The first French rejection already caused a stink, with Macron calling the Goulard case an "enormous snub" which "ridiculed France".
He also told EU leaders the EP ought to cede vetting powers to an "independent public body" by 2024 in reaction to the fiasco.
Goulard fall-out
MEPs rejected Goulard on grounds of alleged financial wrongdoing.
But they really did it to scalp Macron's liberal EP group after centre-right and centre-left groups had previously lost candidates, the Élysée believed.
And the incident prompted debate on whether MEPs had gone too far.
The Goulard decision gave "rise to serious concerns regarding the [EP's] impartiality and credibility", Ingolf Pernice, a law professor at Humboldt University in Germany, wrote in his blog earlier this week.
Some 28 others, including eminent Europeans, joined him in a letter of complaint to EP president David Sassoli.
One of them, Jean-Claude Trichet, was France's former ECB chief, raising the stakes for the renominations.

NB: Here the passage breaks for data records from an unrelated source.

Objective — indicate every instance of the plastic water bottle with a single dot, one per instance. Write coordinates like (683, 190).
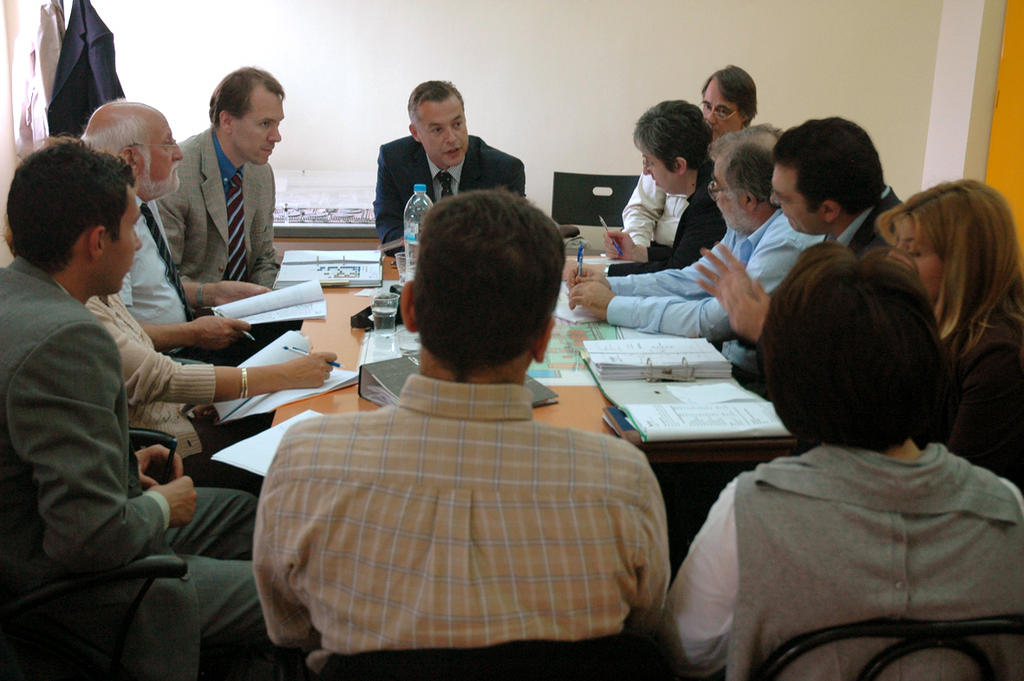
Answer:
(418, 205)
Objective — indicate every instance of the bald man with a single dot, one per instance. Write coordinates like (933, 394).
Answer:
(154, 293)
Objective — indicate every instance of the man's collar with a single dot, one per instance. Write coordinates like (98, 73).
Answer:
(454, 171)
(475, 401)
(851, 229)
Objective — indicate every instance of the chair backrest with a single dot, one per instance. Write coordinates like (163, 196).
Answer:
(581, 199)
(611, 657)
(910, 636)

Another one was Etienne Davignon, a Belgian industrialist and former EU commissioner, who chairs Friends of Europe, a think tank in Brussels.
"One must be careful not to discredit the European Parliament," Davignon told EUobserver.
"If I voted for the European Parliament, I voted for it to check if [commission] candidates were fit and proper to take up their posts, not if those posts ought to be given to a person of one [political] colour or another," he said.
Dangling
And all that still left von der Leyen hanging around for Romania's new name amid infighting in Bucharest.
Romania had pushed an alternative candidate, a former socialist minister called Dan Nica.
But Nica's party toppled from power, prompting talk of Adina-Ioana Vălean, a Romanian centre-right MEP instead, in a decision expected no earlier than next week.
And it left Hungary's second pick, Olivér Várhelyi, its EU ambassador, dangling since September, when Hungary first unveiled his name, with von der Leyen keeping silent on Budapest's centre-right man so far.